Patriot Ledger // Published July 10, 2019 // By Mike Loftus

After two seasons of men’s soccer and men’s basketball, Quincy College is expanding its sports offerings to cross-country and women’s volleyball in the coming two school years.

QUINCY — Things are a little slow on campus these days, but the pace will pick up soon enough.

At Quincy College, that will be meant quite literally.

Besides the men’s soccer team that will start preparing for the program’s third season, a new group of student athletes – men’s and women’s cross country runners – will begin training for the first time ever. As that’s happening, a new coach will begin visiting high schools throughout the South Shore and along the MBTA’s Red Line, recruiting players for the school’s first women’s volleyball team.

Quincy College doesn’t plan to stop its athletic expansion there, but the two-year, municipally affiliated school also has no plan to race to add as many teams as quickly as possible.

 

“It takes time to build a program,” said athletic director Jack Raymer, who was hired in the fall of 2017 – just as the men’s soccer team was playing its first games, and the men’s basketball team was preparing for its first season. “We started out with our two sports, and we’re trying gradually, slowly, as the college grows a little bit, to implement as many sports as we can. That’s our goal.”

That goal matches the goal of the school itself, so there’s some mutual back-scratching in play: As Quincy’s athletic offerings expand, more local athletes are likely to be attracted to the school, which is trying to achieve growth in enrollment.

“Athletics is an opportunity for us to attract more students,” said Michael Bellotti, who became Quincy College’s president about a year after Raymer arrived, in 2018. “It may be a different type of student – someone who may not have gone to college, but the fact that they’ll have a chance to play a sport can be an incentive. So athletics can increase our enrollment, and our retention.”

A National Junior College Athletic Association member, the Granite haven’t inched back into the athletics game to build national powerhouses or serve as a breeding ground for athletes who want to move onto larger schools. That can happen, but the school wants prospective athletes to come to campus ready and willing to spend two years working toward a degree.

“Our goal, and the goal of the college, is not to have kids come in just to play sports,” Raymer said. “We want to do everything we can to help them get their Associate’s Degree.

“If they just want to stay here, enjoy two years and get an Associate’s Degree, that’s great. If they want to move on to a four-year school, well, (four-year) college coaches come to our games to look at these kids. It’s a two-way opportunity for kids who come here.”

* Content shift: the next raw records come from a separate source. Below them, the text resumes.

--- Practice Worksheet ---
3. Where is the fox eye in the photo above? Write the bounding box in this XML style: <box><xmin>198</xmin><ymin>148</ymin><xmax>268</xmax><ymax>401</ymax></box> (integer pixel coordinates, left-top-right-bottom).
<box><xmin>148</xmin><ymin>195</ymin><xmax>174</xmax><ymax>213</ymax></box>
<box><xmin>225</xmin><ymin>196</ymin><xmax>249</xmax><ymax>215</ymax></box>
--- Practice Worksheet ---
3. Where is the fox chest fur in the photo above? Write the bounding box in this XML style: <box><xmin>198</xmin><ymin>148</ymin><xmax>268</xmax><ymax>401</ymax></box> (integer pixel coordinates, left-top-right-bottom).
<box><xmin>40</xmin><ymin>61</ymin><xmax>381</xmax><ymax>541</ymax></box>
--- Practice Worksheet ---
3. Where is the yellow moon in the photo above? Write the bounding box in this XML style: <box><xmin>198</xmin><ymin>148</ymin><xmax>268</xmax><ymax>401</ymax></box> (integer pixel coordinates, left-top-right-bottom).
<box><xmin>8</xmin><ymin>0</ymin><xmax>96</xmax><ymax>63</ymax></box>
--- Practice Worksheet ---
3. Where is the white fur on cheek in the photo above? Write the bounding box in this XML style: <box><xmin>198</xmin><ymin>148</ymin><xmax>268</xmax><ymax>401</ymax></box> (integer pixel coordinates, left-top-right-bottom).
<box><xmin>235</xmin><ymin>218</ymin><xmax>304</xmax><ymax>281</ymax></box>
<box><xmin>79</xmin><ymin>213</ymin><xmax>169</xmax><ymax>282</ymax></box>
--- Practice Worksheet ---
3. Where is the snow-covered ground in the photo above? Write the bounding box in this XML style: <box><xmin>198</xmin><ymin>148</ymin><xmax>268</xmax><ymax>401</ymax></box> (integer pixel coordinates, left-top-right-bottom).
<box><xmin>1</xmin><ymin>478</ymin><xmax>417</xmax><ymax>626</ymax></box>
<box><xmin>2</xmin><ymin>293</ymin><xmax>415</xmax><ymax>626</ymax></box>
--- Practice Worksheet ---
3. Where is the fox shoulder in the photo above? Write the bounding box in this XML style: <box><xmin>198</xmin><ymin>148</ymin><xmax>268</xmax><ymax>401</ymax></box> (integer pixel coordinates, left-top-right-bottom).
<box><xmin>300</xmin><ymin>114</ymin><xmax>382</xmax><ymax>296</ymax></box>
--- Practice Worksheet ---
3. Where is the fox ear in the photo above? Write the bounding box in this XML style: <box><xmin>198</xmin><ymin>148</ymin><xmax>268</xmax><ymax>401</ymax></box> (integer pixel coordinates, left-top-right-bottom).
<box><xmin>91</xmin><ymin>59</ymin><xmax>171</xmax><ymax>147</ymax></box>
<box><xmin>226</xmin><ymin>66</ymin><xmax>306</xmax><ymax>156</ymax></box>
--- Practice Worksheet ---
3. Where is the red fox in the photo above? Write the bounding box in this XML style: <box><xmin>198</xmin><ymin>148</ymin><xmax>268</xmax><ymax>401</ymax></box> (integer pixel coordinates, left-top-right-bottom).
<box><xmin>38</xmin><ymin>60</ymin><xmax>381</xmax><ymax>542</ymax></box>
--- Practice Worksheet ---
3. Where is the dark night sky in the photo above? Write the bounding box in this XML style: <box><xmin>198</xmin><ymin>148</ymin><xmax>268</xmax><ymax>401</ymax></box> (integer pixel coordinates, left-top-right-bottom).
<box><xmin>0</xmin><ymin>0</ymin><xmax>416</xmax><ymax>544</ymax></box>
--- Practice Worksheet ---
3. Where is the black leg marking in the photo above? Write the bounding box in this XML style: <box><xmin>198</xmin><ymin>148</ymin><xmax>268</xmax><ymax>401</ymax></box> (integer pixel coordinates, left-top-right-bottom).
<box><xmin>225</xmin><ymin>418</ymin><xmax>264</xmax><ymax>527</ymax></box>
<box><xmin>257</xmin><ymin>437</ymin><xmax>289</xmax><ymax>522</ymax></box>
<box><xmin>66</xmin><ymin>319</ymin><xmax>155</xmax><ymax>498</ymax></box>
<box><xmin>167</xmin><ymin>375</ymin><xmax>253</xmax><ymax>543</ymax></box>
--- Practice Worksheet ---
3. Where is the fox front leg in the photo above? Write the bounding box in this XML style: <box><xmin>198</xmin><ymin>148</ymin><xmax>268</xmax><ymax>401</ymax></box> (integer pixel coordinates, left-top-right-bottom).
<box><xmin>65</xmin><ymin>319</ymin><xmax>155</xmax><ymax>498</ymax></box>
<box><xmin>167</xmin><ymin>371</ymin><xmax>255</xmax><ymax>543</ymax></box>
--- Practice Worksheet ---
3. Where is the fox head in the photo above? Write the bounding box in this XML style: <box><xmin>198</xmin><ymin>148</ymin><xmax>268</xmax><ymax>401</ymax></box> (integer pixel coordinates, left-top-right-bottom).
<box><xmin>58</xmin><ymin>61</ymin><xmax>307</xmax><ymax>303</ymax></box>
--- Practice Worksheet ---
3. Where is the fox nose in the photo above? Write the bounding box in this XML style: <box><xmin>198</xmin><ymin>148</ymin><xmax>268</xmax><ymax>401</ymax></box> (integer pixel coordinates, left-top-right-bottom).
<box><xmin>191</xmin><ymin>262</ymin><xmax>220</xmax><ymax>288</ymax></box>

The Granite’s growing athletic program is dominated by people who grew up in the city.

Raymer, a Quincy High School graduate, worked in the Quincy schools system for 33 years (18 as a teacher, 15 as an administrator), and was head coach of the football team as well as a track coach. Upon retirement from the school system, he coached tennis and was on the football staff at Xaverian Brothers High School until the Quincy College job came up. (Raymer also played baseball at Quincy College in 1975, before the athletics program was phased out.)

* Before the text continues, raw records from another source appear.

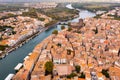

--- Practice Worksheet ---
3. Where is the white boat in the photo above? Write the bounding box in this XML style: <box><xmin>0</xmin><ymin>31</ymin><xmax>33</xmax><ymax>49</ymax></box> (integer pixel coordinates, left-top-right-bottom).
<box><xmin>5</xmin><ymin>73</ymin><xmax>14</xmax><ymax>80</ymax></box>
<box><xmin>19</xmin><ymin>44</ymin><xmax>22</xmax><ymax>47</ymax></box>
<box><xmin>6</xmin><ymin>53</ymin><xmax>8</xmax><ymax>56</ymax></box>
<box><xmin>24</xmin><ymin>56</ymin><xmax>29</xmax><ymax>61</ymax></box>
<box><xmin>14</xmin><ymin>63</ymin><xmax>23</xmax><ymax>71</ymax></box>
<box><xmin>28</xmin><ymin>52</ymin><xmax>32</xmax><ymax>56</ymax></box>
<box><xmin>16</xmin><ymin>47</ymin><xmax>18</xmax><ymax>49</ymax></box>
<box><xmin>1</xmin><ymin>55</ymin><xmax>5</xmax><ymax>58</ymax></box>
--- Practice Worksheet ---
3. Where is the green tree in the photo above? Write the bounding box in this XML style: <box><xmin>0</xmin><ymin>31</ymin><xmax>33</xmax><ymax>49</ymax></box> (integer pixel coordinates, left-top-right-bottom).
<box><xmin>45</xmin><ymin>61</ymin><xmax>54</xmax><ymax>75</ymax></box>
<box><xmin>22</xmin><ymin>8</ymin><xmax>38</xmax><ymax>18</ymax></box>
<box><xmin>68</xmin><ymin>22</ymin><xmax>71</xmax><ymax>26</ymax></box>
<box><xmin>45</xmin><ymin>20</ymin><xmax>58</xmax><ymax>27</ymax></box>
<box><xmin>101</xmin><ymin>69</ymin><xmax>110</xmax><ymax>78</ymax></box>
<box><xmin>57</xmin><ymin>43</ymin><xmax>61</xmax><ymax>47</ymax></box>
<box><xmin>92</xmin><ymin>27</ymin><xmax>98</xmax><ymax>34</ymax></box>
<box><xmin>75</xmin><ymin>65</ymin><xmax>81</xmax><ymax>73</ymax></box>
<box><xmin>61</xmin><ymin>25</ymin><xmax>65</xmax><ymax>30</ymax></box>
<box><xmin>7</xmin><ymin>13</ymin><xmax>16</xmax><ymax>17</ymax></box>
<box><xmin>52</xmin><ymin>30</ymin><xmax>58</xmax><ymax>35</ymax></box>
<box><xmin>0</xmin><ymin>37</ymin><xmax>2</xmax><ymax>40</ymax></box>
<box><xmin>38</xmin><ymin>17</ymin><xmax>45</xmax><ymax>21</ymax></box>
<box><xmin>67</xmin><ymin>73</ymin><xmax>77</xmax><ymax>79</ymax></box>
<box><xmin>12</xmin><ymin>31</ymin><xmax>16</xmax><ymax>34</ymax></box>
<box><xmin>67</xmin><ymin>27</ymin><xmax>72</xmax><ymax>31</ymax></box>
<box><xmin>0</xmin><ymin>45</ymin><xmax>8</xmax><ymax>51</ymax></box>
<box><xmin>79</xmin><ymin>72</ymin><xmax>85</xmax><ymax>78</ymax></box>
<box><xmin>67</xmin><ymin>49</ymin><xmax>72</xmax><ymax>55</ymax></box>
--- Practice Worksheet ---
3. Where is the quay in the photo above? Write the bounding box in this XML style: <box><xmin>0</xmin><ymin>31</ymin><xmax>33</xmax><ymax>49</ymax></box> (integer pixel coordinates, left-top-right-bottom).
<box><xmin>0</xmin><ymin>28</ymin><xmax>46</xmax><ymax>59</ymax></box>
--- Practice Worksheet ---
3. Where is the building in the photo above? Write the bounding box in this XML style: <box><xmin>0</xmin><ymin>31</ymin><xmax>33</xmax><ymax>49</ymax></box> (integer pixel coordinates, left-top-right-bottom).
<box><xmin>26</xmin><ymin>2</ymin><xmax>58</xmax><ymax>9</ymax></box>
<box><xmin>70</xmin><ymin>19</ymin><xmax>84</xmax><ymax>29</ymax></box>
<box><xmin>54</xmin><ymin>64</ymin><xmax>74</xmax><ymax>76</ymax></box>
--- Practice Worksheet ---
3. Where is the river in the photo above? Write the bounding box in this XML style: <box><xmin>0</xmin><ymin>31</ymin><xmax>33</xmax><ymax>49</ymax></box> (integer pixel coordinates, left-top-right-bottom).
<box><xmin>0</xmin><ymin>4</ymin><xmax>96</xmax><ymax>80</ymax></box>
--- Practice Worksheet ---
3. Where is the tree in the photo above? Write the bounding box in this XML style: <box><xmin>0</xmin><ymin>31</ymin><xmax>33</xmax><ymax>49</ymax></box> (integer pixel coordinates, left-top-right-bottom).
<box><xmin>67</xmin><ymin>73</ymin><xmax>77</xmax><ymax>79</ymax></box>
<box><xmin>75</xmin><ymin>65</ymin><xmax>81</xmax><ymax>73</ymax></box>
<box><xmin>68</xmin><ymin>22</ymin><xmax>71</xmax><ymax>26</ymax></box>
<box><xmin>45</xmin><ymin>61</ymin><xmax>54</xmax><ymax>75</ymax></box>
<box><xmin>45</xmin><ymin>20</ymin><xmax>57</xmax><ymax>27</ymax></box>
<box><xmin>95</xmin><ymin>27</ymin><xmax>98</xmax><ymax>34</ymax></box>
<box><xmin>61</xmin><ymin>25</ymin><xmax>65</xmax><ymax>30</ymax></box>
<box><xmin>57</xmin><ymin>43</ymin><xmax>61</xmax><ymax>47</ymax></box>
<box><xmin>12</xmin><ymin>31</ymin><xmax>16</xmax><ymax>34</ymax></box>
<box><xmin>101</xmin><ymin>69</ymin><xmax>110</xmax><ymax>78</ymax></box>
<box><xmin>79</xmin><ymin>72</ymin><xmax>85</xmax><ymax>78</ymax></box>
<box><xmin>22</xmin><ymin>8</ymin><xmax>38</xmax><ymax>18</ymax></box>
<box><xmin>38</xmin><ymin>17</ymin><xmax>45</xmax><ymax>21</ymax></box>
<box><xmin>67</xmin><ymin>27</ymin><xmax>72</xmax><ymax>31</ymax></box>
<box><xmin>67</xmin><ymin>49</ymin><xmax>72</xmax><ymax>55</ymax></box>
<box><xmin>93</xmin><ymin>27</ymin><xmax>98</xmax><ymax>34</ymax></box>
<box><xmin>0</xmin><ymin>45</ymin><xmax>8</xmax><ymax>51</ymax></box>
<box><xmin>0</xmin><ymin>37</ymin><xmax>2</xmax><ymax>40</ymax></box>
<box><xmin>7</xmin><ymin>13</ymin><xmax>16</xmax><ymax>17</ymax></box>
<box><xmin>52</xmin><ymin>30</ymin><xmax>58</xmax><ymax>35</ymax></box>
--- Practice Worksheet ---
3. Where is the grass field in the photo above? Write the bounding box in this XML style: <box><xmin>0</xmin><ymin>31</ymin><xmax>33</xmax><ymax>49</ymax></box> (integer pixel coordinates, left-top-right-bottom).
<box><xmin>72</xmin><ymin>3</ymin><xmax>120</xmax><ymax>12</ymax></box>
<box><xmin>37</xmin><ymin>7</ymin><xmax>79</xmax><ymax>21</ymax></box>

Doug Scott, who set city basketball scoring records before graduating from Quincy High in 2009, is the basketball coach. John Furey, recently hired to coach the new co-ed cross country team, is a Quincy native who has coached in his hometown at Eastern Nazarene College and North Quincy High. Bellotti, the former state representative and Norfolk County Sheriff who describes himself as “a frustrated athlete,” grew up in Wollaston and is raising his family in Squantum. Idris Senyonjo, the men’s soccer coach, is the outlier – he’s from Uganda – but he played soccer at UMass-Boston.

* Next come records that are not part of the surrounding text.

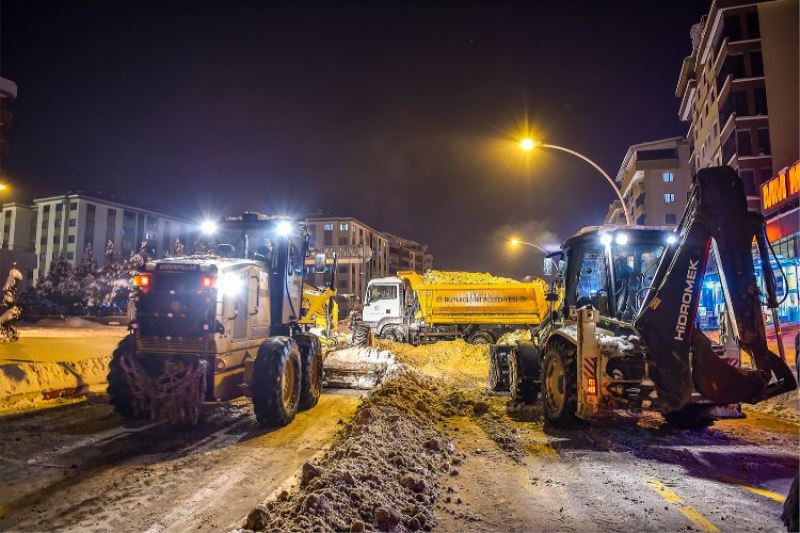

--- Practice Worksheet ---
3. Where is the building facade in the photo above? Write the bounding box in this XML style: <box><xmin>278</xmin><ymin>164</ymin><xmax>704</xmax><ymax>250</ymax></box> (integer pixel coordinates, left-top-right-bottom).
<box><xmin>24</xmin><ymin>193</ymin><xmax>191</xmax><ymax>280</ymax></box>
<box><xmin>676</xmin><ymin>0</ymin><xmax>799</xmax><ymax>210</ymax></box>
<box><xmin>303</xmin><ymin>217</ymin><xmax>433</xmax><ymax>306</ymax></box>
<box><xmin>605</xmin><ymin>138</ymin><xmax>692</xmax><ymax>227</ymax></box>
<box><xmin>385</xmin><ymin>232</ymin><xmax>434</xmax><ymax>274</ymax></box>
<box><xmin>0</xmin><ymin>77</ymin><xmax>16</xmax><ymax>157</ymax></box>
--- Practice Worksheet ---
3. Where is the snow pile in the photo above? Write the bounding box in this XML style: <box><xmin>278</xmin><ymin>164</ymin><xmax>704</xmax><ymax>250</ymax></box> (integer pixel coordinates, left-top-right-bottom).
<box><xmin>421</xmin><ymin>270</ymin><xmax>521</xmax><ymax>285</ymax></box>
<box><xmin>373</xmin><ymin>339</ymin><xmax>487</xmax><ymax>369</ymax></box>
<box><xmin>0</xmin><ymin>356</ymin><xmax>110</xmax><ymax>414</ymax></box>
<box><xmin>243</xmin><ymin>368</ymin><xmax>457</xmax><ymax>532</ymax></box>
<box><xmin>745</xmin><ymin>390</ymin><xmax>800</xmax><ymax>424</ymax></box>
<box><xmin>496</xmin><ymin>329</ymin><xmax>532</xmax><ymax>346</ymax></box>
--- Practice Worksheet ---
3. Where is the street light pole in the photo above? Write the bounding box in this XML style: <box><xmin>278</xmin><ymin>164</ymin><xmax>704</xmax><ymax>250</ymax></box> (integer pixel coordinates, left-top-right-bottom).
<box><xmin>521</xmin><ymin>140</ymin><xmax>632</xmax><ymax>226</ymax></box>
<box><xmin>510</xmin><ymin>239</ymin><xmax>553</xmax><ymax>256</ymax></box>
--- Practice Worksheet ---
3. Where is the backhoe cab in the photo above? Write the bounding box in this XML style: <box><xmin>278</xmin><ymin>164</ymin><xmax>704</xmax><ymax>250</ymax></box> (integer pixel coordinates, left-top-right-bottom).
<box><xmin>501</xmin><ymin>166</ymin><xmax>796</xmax><ymax>429</ymax></box>
<box><xmin>108</xmin><ymin>212</ymin><xmax>335</xmax><ymax>427</ymax></box>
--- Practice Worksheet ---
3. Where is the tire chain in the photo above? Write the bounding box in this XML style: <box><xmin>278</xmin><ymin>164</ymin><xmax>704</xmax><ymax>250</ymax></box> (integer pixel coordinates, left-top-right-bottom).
<box><xmin>119</xmin><ymin>353</ymin><xmax>208</xmax><ymax>424</ymax></box>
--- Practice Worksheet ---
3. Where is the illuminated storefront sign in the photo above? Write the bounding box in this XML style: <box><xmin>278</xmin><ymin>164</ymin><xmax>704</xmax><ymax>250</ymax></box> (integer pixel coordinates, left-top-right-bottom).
<box><xmin>761</xmin><ymin>161</ymin><xmax>800</xmax><ymax>213</ymax></box>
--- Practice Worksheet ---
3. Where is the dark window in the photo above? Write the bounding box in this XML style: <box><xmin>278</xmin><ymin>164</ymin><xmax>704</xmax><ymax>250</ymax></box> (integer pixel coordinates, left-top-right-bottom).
<box><xmin>746</xmin><ymin>12</ymin><xmax>760</xmax><ymax>39</ymax></box>
<box><xmin>338</xmin><ymin>237</ymin><xmax>349</xmax><ymax>245</ymax></box>
<box><xmin>67</xmin><ymin>252</ymin><xmax>74</xmax><ymax>260</ymax></box>
<box><xmin>338</xmin><ymin>265</ymin><xmax>348</xmax><ymax>274</ymax></box>
<box><xmin>722</xmin><ymin>14</ymin><xmax>743</xmax><ymax>41</ymax></box>
<box><xmin>665</xmin><ymin>214</ymin><xmax>677</xmax><ymax>225</ymax></box>
<box><xmin>759</xmin><ymin>167</ymin><xmax>773</xmax><ymax>183</ymax></box>
<box><xmin>635</xmin><ymin>193</ymin><xmax>645</xmax><ymax>207</ymax></box>
<box><xmin>737</xmin><ymin>130</ymin><xmax>753</xmax><ymax>156</ymax></box>
<box><xmin>70</xmin><ymin>202</ymin><xmax>77</xmax><ymax>211</ymax></box>
<box><xmin>53</xmin><ymin>235</ymin><xmax>60</xmax><ymax>244</ymax></box>
<box><xmin>67</xmin><ymin>235</ymin><xmax>75</xmax><ymax>243</ymax></box>
<box><xmin>636</xmin><ymin>148</ymin><xmax>678</xmax><ymax>161</ymax></box>
<box><xmin>757</xmin><ymin>128</ymin><xmax>771</xmax><ymax>155</ymax></box>
<box><xmin>68</xmin><ymin>218</ymin><xmax>77</xmax><ymax>227</ymax></box>
<box><xmin>636</xmin><ymin>214</ymin><xmax>646</xmax><ymax>225</ymax></box>
<box><xmin>55</xmin><ymin>203</ymin><xmax>62</xmax><ymax>212</ymax></box>
<box><xmin>739</xmin><ymin>169</ymin><xmax>756</xmax><ymax>195</ymax></box>
<box><xmin>324</xmin><ymin>235</ymin><xmax>332</xmax><ymax>246</ymax></box>
<box><xmin>728</xmin><ymin>54</ymin><xmax>746</xmax><ymax>79</ymax></box>
<box><xmin>754</xmin><ymin>87</ymin><xmax>768</xmax><ymax>115</ymax></box>
<box><xmin>40</xmin><ymin>236</ymin><xmax>47</xmax><ymax>245</ymax></box>
<box><xmin>43</xmin><ymin>205</ymin><xmax>50</xmax><ymax>214</ymax></box>
<box><xmin>750</xmin><ymin>51</ymin><xmax>764</xmax><ymax>77</ymax></box>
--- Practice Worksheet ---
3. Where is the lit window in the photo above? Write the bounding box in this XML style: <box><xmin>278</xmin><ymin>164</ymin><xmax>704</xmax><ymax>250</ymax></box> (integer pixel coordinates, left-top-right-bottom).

Simply put, the department knows where the players are. Now, it’s a matter of letting those players know they can extend their athletic careers, and work toward a degree, at Quincy College.

“I’ll go from the Cape Cod Canal up here (Quincy) to visit the high schools,” Raymer said. “I try to meet with guidance counselors, because they’re the ones who really know kids who could benefit from a two-year junior college, and then I meet with athletic directors to get information out to their coaches.

“The more schools I can get into, to tell students that Quincy College now has athletics, the better. Some of them didn’t know that. And of course, my coaches are out there doing the same thing.”

Word is spreading. The Granite’s 21-3 record in its inaugural men’s basketball season (2017-18) resulted in more than 40 players competing for spots on last year’s team. The men’s soccer team, 5-7 in 2018 after a three-win first season, anticipates a roster with players from Quincy, Weymouth and Randolph in the 2019 campaign.

Raymer is excited to add co-ed cross country, which will include the first women in the revived athletics program, and to bring in women’s volleyball for the 2020 season. Successful lift-offs could lead to more programs being offered, with women’s basketball and club hockey (men and women) among sports being considered.

But there’s no rush, no plan to make athletics an outsized investment. The Granite will continue to work with departments and schools within the city when it comes to game venues (Veterans Memorial Stadium for soccer, Eastern Nazarene for basketball) and practice sites.

“We don’t have a big budget,” Raymer said, “but as the college grows, we can grow. That’s where I see us heading. We’re going to gradually build this.”